B4.1.4 Explain the structures and properties of BSTs. (HL only)

B4.1.4 Explain the structures and properties of BSTs. 
• How binary search trees (BSTs) are used for data organization 
• Insert, delete, traverse and searching nodes in a BST 
• Sketching a BST as a tree diagram

The big idea

A Binary Search Tree (BST) is a hierarchical data structure that stores elements (nodes) in a way that makes searching, insertion, and deletion efficient.

Each node in a BST has:

  • A key (data value)
  • A pointer to a left child (all keys smaller than the current node’s key)
  • A pointer to a right child (all keys larger than the current node’s key)

This structure ensures that:

  • Searching is fast (O(log n) on average) because each comparison halves the search space.
  • Data remains sorted without additional processing.

 

1. Structure and properties of a BST

  1. Binary property:
    Each node has at most two children.
  2. Search property:
    For any node:
    • Left subtree contains keys less than the node’s key.
    • Right subtree contains keys greater than the node’s key.
  3. No duplicates:
    Typically, each key appears only once (though variants exist for duplicates).

 

2. BST in Python

Node structure:

class Node:
    def __init__(self, key):
        self.key = key
        self.left = None
        self.right = None

BST class with basic operations:

class BST:
    def __init__(self):
        self.root = None

    # Insertion
    def insert(self, key):
        self.root = self._insert_recursive(self.root, key)

    def _insert_recursive(self, node, key):
        if not node:
            return Node(key)
        if key < node.key:
            node.left = self._insert_recursive(node.left, key)
        elif key > node.key:
            node.right = self._insert_recursive(node.right, key)
        return node

    # Searching
    def search(self, key):
        return self._search_recursive(self.root, key)

    def _search_recursive(self, node, key):
        if not node:
            return False
        if key == node.key:
            return True
        elif key < node.key:
            return self._search_recursive(node.left, key)
        else:
            return self._search_recursive(node.right, key)

    # Traversal (in-order)
    def inorder(self):
        self._inorder_recursive(self.root)
        print()

    def _inorder_recursive(self, node):
        if node:
            self._inorder_recursive(node.left)
            print(node.key, end=" ")
            self._inorder_recursive(node.right)

    # Deletion
    def delete(self, key):
        self.root = self._delete_recursive(self.root, key)

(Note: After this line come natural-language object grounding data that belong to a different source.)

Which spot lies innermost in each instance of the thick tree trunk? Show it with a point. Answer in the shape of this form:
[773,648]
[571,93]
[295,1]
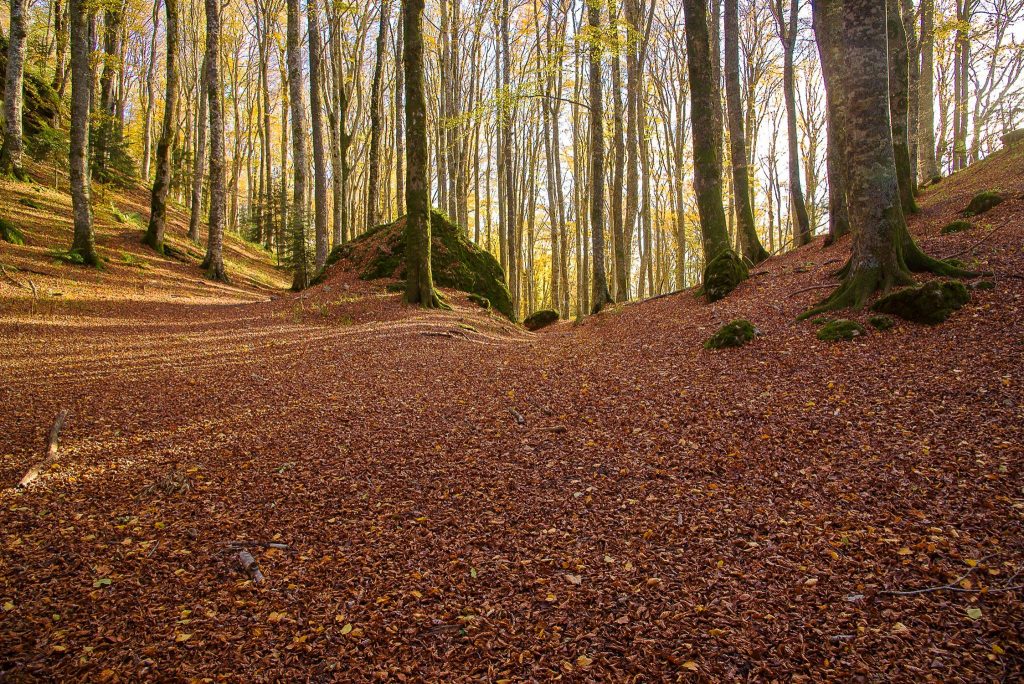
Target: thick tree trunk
[162,182]
[750,245]
[214,262]
[316,121]
[13,145]
[884,254]
[899,88]
[199,161]
[419,281]
[376,121]
[81,90]
[926,112]
[600,295]
[299,153]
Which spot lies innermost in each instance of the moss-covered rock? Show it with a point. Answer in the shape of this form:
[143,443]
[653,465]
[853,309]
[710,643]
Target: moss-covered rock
[733,334]
[539,319]
[840,330]
[10,232]
[956,226]
[882,322]
[722,274]
[982,202]
[455,261]
[931,303]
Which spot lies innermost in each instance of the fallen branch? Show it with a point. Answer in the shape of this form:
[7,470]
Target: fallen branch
[250,567]
[51,452]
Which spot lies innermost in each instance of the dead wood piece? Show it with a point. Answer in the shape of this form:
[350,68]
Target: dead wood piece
[51,451]
[250,567]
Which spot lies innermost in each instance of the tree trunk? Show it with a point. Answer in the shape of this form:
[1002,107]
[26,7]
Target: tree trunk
[200,159]
[162,182]
[750,245]
[926,112]
[316,121]
[81,89]
[884,254]
[214,262]
[419,282]
[13,145]
[899,87]
[600,295]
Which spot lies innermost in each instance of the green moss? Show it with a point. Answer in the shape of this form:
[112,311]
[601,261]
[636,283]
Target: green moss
[455,261]
[882,322]
[956,226]
[10,232]
[931,303]
[733,334]
[722,274]
[982,202]
[539,319]
[840,330]
[482,302]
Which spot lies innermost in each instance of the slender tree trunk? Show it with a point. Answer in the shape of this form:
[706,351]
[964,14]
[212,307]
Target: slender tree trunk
[419,281]
[316,121]
[81,88]
[926,123]
[600,295]
[200,160]
[376,121]
[13,145]
[750,245]
[214,262]
[299,153]
[162,182]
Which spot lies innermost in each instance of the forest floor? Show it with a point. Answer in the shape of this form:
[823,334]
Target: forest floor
[462,500]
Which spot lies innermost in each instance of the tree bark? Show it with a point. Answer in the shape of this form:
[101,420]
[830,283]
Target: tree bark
[600,296]
[81,90]
[162,182]
[13,145]
[750,245]
[214,262]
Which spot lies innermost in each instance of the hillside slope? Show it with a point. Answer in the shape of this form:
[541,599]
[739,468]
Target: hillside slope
[461,500]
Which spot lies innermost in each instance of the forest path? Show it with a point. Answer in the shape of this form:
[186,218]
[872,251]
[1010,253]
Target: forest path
[601,500]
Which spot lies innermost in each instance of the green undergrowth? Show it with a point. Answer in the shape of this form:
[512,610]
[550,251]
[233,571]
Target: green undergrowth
[733,334]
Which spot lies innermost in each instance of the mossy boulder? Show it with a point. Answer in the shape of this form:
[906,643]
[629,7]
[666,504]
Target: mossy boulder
[733,334]
[840,330]
[10,232]
[956,226]
[722,274]
[539,319]
[931,303]
[882,322]
[455,261]
[982,202]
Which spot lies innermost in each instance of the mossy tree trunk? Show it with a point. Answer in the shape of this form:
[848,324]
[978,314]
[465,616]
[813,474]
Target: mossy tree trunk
[899,88]
[839,213]
[214,262]
[750,245]
[706,118]
[162,182]
[300,154]
[600,283]
[12,150]
[884,254]
[419,281]
[81,88]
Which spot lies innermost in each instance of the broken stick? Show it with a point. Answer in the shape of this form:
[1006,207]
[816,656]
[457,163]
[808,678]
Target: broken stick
[51,451]
[250,567]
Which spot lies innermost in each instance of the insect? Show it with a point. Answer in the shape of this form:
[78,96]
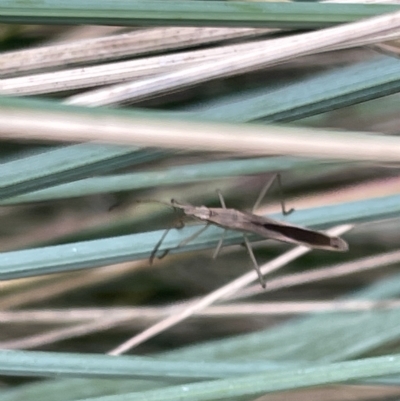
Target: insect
[246,222]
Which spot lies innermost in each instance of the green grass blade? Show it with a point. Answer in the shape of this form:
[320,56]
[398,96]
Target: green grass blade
[94,253]
[270,382]
[108,12]
[66,163]
[48,364]
[306,97]
[175,175]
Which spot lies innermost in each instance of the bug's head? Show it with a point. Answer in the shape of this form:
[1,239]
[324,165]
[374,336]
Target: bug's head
[339,244]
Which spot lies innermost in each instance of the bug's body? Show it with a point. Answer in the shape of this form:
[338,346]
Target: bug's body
[264,226]
[236,220]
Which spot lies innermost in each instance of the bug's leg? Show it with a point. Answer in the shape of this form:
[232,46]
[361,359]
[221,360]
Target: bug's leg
[265,189]
[253,259]
[182,243]
[282,198]
[180,224]
[154,252]
[219,246]
[221,199]
[221,240]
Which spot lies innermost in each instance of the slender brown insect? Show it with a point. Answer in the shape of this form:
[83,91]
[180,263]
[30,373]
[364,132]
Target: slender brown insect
[232,219]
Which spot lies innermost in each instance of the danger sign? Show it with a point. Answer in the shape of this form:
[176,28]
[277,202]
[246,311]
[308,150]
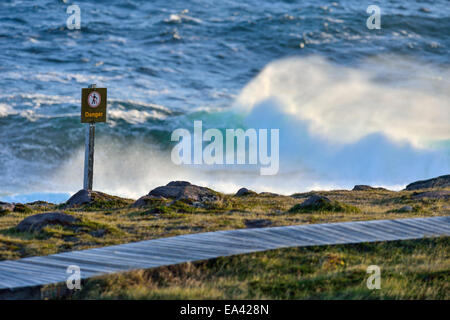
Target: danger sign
[93,105]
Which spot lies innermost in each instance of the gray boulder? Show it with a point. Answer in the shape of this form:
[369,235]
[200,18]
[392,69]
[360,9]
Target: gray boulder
[435,194]
[438,182]
[315,201]
[90,197]
[6,206]
[38,221]
[257,223]
[183,190]
[362,187]
[244,192]
[80,198]
[405,209]
[146,200]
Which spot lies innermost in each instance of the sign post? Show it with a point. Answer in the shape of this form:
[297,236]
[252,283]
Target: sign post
[93,109]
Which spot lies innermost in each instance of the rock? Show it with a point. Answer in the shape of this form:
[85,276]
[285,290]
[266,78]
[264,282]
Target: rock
[362,187]
[38,221]
[90,197]
[314,201]
[436,194]
[269,194]
[244,192]
[6,206]
[439,182]
[98,233]
[405,209]
[183,190]
[19,207]
[320,203]
[148,200]
[257,223]
[80,198]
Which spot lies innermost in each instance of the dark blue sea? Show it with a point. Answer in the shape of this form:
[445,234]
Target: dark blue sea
[353,105]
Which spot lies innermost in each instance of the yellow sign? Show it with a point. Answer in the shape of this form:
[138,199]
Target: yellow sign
[93,105]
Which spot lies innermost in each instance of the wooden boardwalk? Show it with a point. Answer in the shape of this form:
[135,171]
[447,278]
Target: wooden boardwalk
[36,271]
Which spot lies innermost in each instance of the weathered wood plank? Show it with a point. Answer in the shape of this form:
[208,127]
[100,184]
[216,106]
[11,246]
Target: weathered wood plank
[192,247]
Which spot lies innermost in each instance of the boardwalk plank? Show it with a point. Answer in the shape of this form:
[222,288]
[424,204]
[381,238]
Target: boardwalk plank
[193,247]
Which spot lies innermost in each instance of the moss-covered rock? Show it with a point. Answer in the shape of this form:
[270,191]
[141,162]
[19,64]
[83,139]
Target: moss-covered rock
[88,199]
[317,203]
[19,207]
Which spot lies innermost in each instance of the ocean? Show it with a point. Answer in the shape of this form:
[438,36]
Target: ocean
[353,105]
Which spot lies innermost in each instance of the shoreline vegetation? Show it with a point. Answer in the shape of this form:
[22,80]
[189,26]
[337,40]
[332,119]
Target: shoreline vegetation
[95,219]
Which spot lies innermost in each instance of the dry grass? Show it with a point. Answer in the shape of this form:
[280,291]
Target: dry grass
[116,225]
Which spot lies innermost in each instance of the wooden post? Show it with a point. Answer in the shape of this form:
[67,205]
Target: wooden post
[89,154]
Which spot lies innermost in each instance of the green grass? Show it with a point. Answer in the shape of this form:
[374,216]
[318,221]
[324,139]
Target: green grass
[324,206]
[414,269]
[118,222]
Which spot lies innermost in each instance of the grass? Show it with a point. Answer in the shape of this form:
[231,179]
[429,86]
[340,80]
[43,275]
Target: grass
[117,222]
[410,269]
[415,269]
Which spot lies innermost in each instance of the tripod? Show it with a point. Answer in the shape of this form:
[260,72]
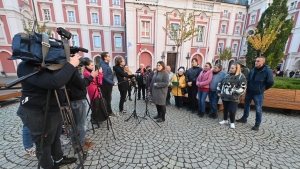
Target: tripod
[134,115]
[147,113]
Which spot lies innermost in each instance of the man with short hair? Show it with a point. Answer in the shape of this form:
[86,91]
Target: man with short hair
[171,74]
[108,81]
[191,77]
[139,79]
[260,80]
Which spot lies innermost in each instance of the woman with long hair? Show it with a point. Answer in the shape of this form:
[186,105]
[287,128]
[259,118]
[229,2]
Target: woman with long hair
[123,84]
[158,90]
[97,81]
[231,89]
[202,83]
[177,84]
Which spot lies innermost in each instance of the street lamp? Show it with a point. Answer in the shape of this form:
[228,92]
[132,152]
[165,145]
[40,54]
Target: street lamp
[187,60]
[163,56]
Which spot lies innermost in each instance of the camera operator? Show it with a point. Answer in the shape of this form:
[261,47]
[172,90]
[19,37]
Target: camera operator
[123,84]
[139,78]
[126,69]
[32,109]
[77,94]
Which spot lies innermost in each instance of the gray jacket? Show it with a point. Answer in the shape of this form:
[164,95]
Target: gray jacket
[159,92]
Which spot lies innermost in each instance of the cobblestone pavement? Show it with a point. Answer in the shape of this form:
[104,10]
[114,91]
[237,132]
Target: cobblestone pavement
[183,141]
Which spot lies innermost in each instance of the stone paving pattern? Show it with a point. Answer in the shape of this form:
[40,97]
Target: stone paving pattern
[183,141]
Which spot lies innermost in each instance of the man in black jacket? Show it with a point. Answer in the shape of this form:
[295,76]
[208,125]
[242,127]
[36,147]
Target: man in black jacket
[139,79]
[77,95]
[32,105]
[123,84]
[191,77]
[260,80]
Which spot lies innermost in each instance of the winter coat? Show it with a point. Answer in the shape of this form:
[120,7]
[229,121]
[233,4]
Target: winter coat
[120,73]
[192,74]
[217,78]
[204,79]
[176,90]
[108,79]
[262,82]
[93,88]
[232,87]
[140,76]
[159,92]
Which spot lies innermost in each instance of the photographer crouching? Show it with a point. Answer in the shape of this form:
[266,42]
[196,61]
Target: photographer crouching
[77,95]
[32,109]
[123,84]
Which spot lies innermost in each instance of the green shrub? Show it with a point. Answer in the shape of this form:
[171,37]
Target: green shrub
[286,83]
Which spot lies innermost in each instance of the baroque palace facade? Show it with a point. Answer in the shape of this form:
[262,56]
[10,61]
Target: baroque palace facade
[133,29]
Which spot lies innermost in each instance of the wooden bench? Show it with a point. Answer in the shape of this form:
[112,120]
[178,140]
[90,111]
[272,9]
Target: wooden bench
[281,98]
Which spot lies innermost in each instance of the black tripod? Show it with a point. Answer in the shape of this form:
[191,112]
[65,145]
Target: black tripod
[134,115]
[147,113]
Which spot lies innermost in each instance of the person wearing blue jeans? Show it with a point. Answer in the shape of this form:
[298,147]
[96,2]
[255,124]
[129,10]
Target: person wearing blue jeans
[202,83]
[218,75]
[27,141]
[260,80]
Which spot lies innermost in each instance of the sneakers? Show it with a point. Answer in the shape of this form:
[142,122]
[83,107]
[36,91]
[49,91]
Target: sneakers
[223,122]
[65,160]
[242,120]
[64,140]
[256,128]
[88,145]
[112,115]
[30,151]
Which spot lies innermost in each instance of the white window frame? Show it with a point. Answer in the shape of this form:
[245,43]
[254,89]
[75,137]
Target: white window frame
[223,30]
[293,5]
[95,20]
[47,18]
[225,13]
[253,19]
[94,42]
[118,48]
[240,15]
[176,27]
[144,29]
[68,12]
[116,2]
[200,37]
[118,23]
[220,47]
[237,30]
[234,47]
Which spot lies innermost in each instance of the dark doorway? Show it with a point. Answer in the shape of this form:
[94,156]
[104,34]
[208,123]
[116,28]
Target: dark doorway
[171,61]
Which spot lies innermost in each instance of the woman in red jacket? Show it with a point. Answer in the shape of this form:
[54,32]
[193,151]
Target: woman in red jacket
[96,83]
[202,83]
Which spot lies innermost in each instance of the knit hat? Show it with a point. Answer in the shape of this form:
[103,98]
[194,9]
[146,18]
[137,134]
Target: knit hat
[241,62]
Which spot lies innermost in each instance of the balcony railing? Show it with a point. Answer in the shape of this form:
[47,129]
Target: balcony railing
[237,2]
[148,2]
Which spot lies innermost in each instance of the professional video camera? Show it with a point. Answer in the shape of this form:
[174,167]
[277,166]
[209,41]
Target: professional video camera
[44,50]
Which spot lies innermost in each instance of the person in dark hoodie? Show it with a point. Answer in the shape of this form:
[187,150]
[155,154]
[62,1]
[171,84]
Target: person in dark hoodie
[77,94]
[123,84]
[32,105]
[260,79]
[231,90]
[108,82]
[191,77]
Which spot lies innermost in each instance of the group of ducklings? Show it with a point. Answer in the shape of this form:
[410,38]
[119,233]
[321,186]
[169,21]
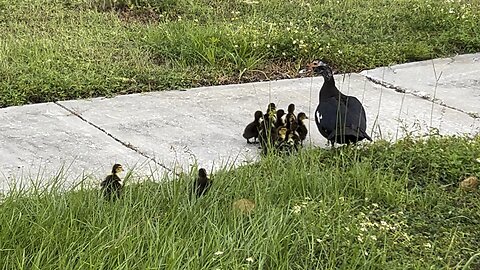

    def _delete_recursive(self, node, key):
        if not node:
            return node
        if key < node.key:
            node.left = self._delete_recursive(node.left, key)
        elif key > node.key:
            node.right = self._delete_recursive(node.right, key)
        else:
            # Node with one child or no child
            if not node.left:
                return node.right
            elif not node.right:
                return node.left
            # Node with two children: Get inorder successor
            temp = self._min_value_node(node.right)
            node.key = temp.key
            node.right = self._delete_recursive(node.right, temp.key)
        return node

    def _min_value_node(self, node):
        current = node
        while current.left:
            current = current.left
        return current

 

3. Example usage

bst = BST()
for key in [50, 30, 70, 20, 40, 60, 80]:
    bst.insert(key)

print("In-order traversal (sorted):")
bst.inorder()  # 20 30 40 50 60 70 80

print("Search 40:", bst.search(40))  # True
print("Search 90:", bst.search(90))  # False

bst.delete(20)  # Leaf node
bst.delete(30)  # Node with one child
bst.delete(50)  # Node with two children

print("In-order after deletions:")
bst.inorder()  # 40 60 70 80

 

4. Traversal methods

BSTs can be traversed in several ways:

  • In-order (Left → Root → Right): Produces sorted order.
  • Pre-order (Root → Left → Right): Useful for saving tree structure.
  • Post-order (Left → Right → Root): Useful for deletion or freeing memory.

 

5. BST sketch example

For the insertion sequence:

50, 30, 70, 20, 40, 60, 80

The BST diagram looks like:

        50
       /  \
     30    70
    / \    / \
  20  40  60  80

Advantages

  • Efficient search, insert, delete (O(log n) average case).
  • Keeps data sorted without extra sorting step.
  • Flexible for ordered operations.

Disadvantages

  • Worst-case performance O(n) if the tree becomes unbalanced (e.g., inserting sorted data into an unbalanced BST).
  • Requires balancing techniques (AVL, Red-Black Trees) for consistent performance.